1. Overview
Sometimes, when editing a text file, we may need to be able to display non-printable control characters. For example, this can be useful if we want to remove non-expected symbols from the file.
In this tutorial, we’ll learn multiple ways of finding control characters in a file using command-line tools in Linux. First, we’ll look at how to filter the lines that contain a specific control character. Next, we’ll explore the tools to display full file content while showing the control characters.
2. Creating an Example File With Control Characters
To begin with, let’s create a test file ~**/test_file and add the following content to it:
$ echo -n $'tab \t character\nbackspace character \b\nno special character\n' > ~/test_file
Here, we added three lines of text that include non-printable control characters in them:
- \t is the HORIZONTAL TAB character
- \b is the BACKSPACE character
- \n is the LINE FEED character
In the above command, we used the -n option to avoid appending a new line, and the $’ ‘ construct which converts the ANSI backslash notation to the actual control character.
Now, we should be able to see the contents of the ~/test_file file:
$ cat -A ~/test_file
tab ^I character$
backspace character ^H$
no special character$
Here, option -A shows all non-printing characters, while the symbols ^I, $, and ^H represent the special characters \t, \n, and \b respectively.
3. Search for Specific Control Character
If we need to search for a specific control character in a file, we can use command-line text-searching tools, such as grep or sed.
Let’s look at them in more detail.
3.1. Using grep
grep is a powerful tool for filtering based on lines that contain specific sequences in a file. Thus, we can use it to search for lines that contain a specific control character.
As grep doesn’t support the backslash notation, we utilize the $” construct to provide the control characters.
Let’s see the template of the grep command:
grep $'<CONTROL CHARACTER>' <FILE_NAME>
Now, we can search for the lines that contain the horizontal tab character in the ~**/test_file file:
$ grep $'\t' ~/test_file
tab character
As we can see, the line with the horizontal tab character has been found.
Similarly, we can search for the lines with the backslash character:
$ grep $'\b' ~/test_file
backspace character
As expected, the output shows the line of the ~/test_file file that includes the backspace.
3.2. Using sed
We can also use the sed command to find lines with a specific control character.

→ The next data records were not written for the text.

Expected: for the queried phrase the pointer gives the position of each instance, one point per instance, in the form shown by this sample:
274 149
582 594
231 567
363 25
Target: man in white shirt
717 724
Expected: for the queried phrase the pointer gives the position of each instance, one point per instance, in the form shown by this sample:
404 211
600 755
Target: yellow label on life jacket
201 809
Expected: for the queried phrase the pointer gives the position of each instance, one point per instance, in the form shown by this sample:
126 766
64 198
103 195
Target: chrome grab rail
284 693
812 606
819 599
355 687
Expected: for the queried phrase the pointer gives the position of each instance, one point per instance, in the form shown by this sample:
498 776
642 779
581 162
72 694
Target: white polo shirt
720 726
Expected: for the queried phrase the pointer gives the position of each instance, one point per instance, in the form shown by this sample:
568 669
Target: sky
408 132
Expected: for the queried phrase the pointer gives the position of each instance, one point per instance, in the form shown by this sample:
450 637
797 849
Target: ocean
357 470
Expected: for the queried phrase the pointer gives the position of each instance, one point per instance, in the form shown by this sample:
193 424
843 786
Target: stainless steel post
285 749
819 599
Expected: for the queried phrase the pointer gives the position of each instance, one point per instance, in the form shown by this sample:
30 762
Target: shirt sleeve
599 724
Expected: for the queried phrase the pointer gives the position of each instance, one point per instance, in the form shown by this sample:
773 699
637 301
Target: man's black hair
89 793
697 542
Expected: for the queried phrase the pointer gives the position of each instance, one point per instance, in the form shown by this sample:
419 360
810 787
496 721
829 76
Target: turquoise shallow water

For example, let’s find the line with the tab in it:
$ sed -n /$'\t'/p ~/test_file
tab character
As we can see, the command has printed the line that contains the horizontal tab control character.

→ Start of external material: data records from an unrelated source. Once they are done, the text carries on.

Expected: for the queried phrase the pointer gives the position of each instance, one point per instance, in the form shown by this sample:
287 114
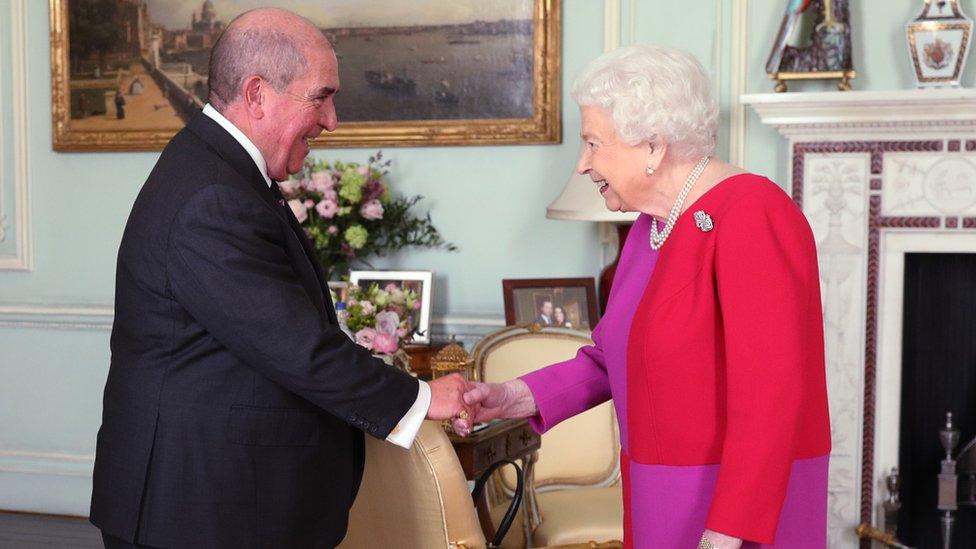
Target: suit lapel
234 154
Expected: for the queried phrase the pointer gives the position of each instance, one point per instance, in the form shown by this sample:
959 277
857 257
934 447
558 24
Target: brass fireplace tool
949 481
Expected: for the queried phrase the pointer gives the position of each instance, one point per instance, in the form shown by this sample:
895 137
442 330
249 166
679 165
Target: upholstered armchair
417 499
577 496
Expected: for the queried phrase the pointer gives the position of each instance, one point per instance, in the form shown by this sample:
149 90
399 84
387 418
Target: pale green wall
489 200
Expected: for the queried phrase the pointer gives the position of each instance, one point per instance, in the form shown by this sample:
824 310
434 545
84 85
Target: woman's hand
721 541
511 399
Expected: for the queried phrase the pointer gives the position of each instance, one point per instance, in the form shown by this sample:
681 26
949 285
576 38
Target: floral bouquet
382 320
350 213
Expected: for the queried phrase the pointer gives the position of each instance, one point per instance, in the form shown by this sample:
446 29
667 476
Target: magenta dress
665 506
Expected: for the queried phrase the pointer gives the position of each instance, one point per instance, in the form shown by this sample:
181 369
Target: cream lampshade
581 201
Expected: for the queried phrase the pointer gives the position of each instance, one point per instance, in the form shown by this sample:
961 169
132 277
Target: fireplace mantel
878 175
867 111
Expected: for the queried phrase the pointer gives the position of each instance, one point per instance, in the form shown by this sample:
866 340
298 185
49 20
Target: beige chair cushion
589 438
570 516
416 498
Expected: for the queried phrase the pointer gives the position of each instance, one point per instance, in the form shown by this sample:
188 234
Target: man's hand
722 541
447 402
511 399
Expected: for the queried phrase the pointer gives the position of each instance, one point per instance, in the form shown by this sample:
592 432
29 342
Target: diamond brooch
704 221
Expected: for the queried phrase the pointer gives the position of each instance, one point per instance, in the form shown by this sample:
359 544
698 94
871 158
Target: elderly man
235 407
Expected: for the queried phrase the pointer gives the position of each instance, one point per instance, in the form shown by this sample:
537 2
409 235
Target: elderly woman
711 346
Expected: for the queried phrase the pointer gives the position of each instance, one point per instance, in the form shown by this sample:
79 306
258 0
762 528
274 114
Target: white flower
387 322
299 209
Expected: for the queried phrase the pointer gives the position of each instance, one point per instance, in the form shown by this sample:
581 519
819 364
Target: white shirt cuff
405 431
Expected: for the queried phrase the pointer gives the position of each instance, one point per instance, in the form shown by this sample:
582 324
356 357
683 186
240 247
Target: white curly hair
652 92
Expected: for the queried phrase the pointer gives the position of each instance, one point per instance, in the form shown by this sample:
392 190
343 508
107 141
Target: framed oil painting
561 302
127 74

Here, the -n option suppresses automatic printing of the ~/test_file, while the /
Moreover, we can make sed print the lines in the format that shows all control characters in it.

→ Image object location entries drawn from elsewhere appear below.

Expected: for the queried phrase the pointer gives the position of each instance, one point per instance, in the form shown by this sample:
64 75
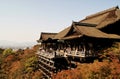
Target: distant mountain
12 44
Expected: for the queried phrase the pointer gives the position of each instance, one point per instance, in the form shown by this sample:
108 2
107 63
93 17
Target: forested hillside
23 64
20 64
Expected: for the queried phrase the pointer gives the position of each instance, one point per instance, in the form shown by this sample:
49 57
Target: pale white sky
24 20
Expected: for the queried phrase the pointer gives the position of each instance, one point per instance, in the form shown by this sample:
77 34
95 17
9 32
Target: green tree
7 52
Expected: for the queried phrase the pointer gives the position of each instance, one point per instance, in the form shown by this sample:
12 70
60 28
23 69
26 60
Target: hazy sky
24 20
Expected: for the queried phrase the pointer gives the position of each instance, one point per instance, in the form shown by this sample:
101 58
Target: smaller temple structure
82 40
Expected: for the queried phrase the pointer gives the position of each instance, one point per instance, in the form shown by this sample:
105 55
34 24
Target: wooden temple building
85 38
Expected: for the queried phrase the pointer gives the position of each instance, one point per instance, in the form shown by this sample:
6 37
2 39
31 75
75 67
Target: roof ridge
102 12
47 33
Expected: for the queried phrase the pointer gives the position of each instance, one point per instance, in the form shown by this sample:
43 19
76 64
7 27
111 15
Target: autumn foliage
20 64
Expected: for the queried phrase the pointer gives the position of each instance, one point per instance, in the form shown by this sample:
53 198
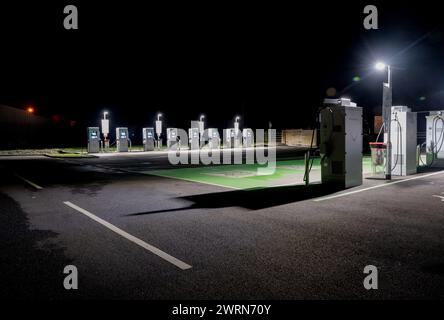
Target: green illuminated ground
245 176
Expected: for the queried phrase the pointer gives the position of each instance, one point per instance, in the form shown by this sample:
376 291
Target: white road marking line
378 186
28 182
180 264
190 180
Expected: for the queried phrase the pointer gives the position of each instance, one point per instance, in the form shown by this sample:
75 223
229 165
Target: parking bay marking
32 184
178 263
377 186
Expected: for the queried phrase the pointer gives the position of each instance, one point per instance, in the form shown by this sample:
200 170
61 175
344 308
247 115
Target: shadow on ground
253 199
31 267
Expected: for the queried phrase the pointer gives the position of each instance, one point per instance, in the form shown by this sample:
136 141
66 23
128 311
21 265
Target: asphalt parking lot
133 235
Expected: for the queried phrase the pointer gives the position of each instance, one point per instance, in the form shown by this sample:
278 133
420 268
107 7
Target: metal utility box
93 139
148 139
403 141
213 138
122 139
237 139
193 137
435 136
341 143
247 137
171 137
228 136
159 133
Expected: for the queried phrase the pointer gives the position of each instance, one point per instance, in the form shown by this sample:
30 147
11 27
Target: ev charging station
213 138
228 136
93 140
193 137
122 139
159 131
435 137
148 139
171 137
105 129
248 137
341 143
237 143
403 141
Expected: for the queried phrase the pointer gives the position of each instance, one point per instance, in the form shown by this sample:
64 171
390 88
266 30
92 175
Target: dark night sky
264 61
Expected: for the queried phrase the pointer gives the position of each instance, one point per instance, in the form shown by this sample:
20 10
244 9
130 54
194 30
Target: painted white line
378 186
190 180
32 184
180 264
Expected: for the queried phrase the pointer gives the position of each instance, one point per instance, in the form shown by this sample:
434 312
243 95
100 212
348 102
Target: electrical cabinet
122 139
93 140
403 141
341 143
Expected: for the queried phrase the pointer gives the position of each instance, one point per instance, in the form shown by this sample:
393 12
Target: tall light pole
387 115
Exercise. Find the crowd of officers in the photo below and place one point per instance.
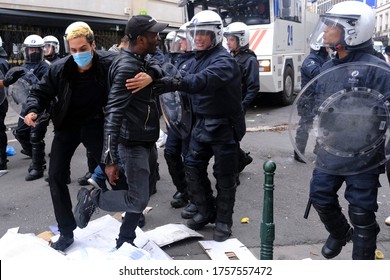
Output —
(120, 139)
(219, 84)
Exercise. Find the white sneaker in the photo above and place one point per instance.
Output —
(387, 221)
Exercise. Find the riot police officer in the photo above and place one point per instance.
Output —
(311, 67)
(32, 139)
(237, 35)
(347, 27)
(51, 48)
(213, 83)
(4, 67)
(175, 147)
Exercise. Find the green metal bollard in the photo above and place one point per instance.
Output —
(267, 227)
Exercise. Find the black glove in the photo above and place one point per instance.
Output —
(13, 78)
(166, 84)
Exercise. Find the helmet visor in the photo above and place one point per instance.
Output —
(333, 31)
(202, 37)
(33, 54)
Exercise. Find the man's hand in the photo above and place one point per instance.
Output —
(13, 78)
(30, 118)
(139, 81)
(166, 84)
(112, 171)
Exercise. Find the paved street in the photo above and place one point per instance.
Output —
(28, 205)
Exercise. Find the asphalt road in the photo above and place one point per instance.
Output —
(27, 205)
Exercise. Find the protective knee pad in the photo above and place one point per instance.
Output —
(365, 232)
(333, 219)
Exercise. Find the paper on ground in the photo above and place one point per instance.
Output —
(229, 249)
(97, 241)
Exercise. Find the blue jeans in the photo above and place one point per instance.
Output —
(133, 200)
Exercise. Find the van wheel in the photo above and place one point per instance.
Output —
(287, 95)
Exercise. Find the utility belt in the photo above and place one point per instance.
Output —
(219, 128)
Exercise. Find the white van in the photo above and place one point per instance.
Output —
(378, 46)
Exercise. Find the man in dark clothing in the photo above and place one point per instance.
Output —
(4, 67)
(237, 35)
(74, 83)
(131, 128)
(311, 67)
(213, 83)
(349, 114)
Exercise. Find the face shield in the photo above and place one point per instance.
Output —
(202, 37)
(335, 31)
(172, 45)
(33, 54)
(48, 49)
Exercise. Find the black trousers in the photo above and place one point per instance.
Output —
(64, 144)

For that, we replace the p letter with the l letter in the sed command:
$ sed -n /$'\t'/l ~/test_file
tab \t character$
Now, the line includes all control characters, such as the \t character, and the $ character, representing the line feed.
4. Using Regular Expressions to Find All Control Characters
We can also use other text-searching tools to find all lines that contain non-printable control characters.
For that, we utilize the regular expression [^ -~]. This expression searches for patterns that don’t contain the printable ASCII range, starting from the space character and ending with a tilde. Since we want to exclude printable characters from the search, we add the ^ symbol in front of the sequence.
Before we apply this regex pattern, we make sure that the locale uses the standard ASCII settings:
$ export LANG=C
Now, we are ready to use the text-searching tool with the regex to find all lines that contain control characters. Let’s use the sed command for that:
$ sed -n '/[^ -~]/l' ~/test_file
tab \t character$
backspace character \b$
As expected, the lines with the horizontal tab and the backspace character have been printed.
5. Use less to Display All Control Characters
In case we want to display the whole file while showing control characters in it, we can use the less utility:
$ less --underline-special --UNDERLINE-SPECIAL ~/test_file
tab ^I character
backspace character ^H
no special character
/test_file (END)
As we can see, the ~/test_file is now printed showing the control characters in it. The special character notation includes ^I for the tab and ^H for the backspace. In the command, the option -u (–underline-special) displays backspaces and carriage returns, while -U (–UNDERLINE-SPECIAL) handles the rest.
6. Conclusion
In this article, we learned how to find control characters in a file. Initially, we looked at multiple ways of doing so using the grep and sed tools. After that, we explored the less command to display full file content while showing the control characters.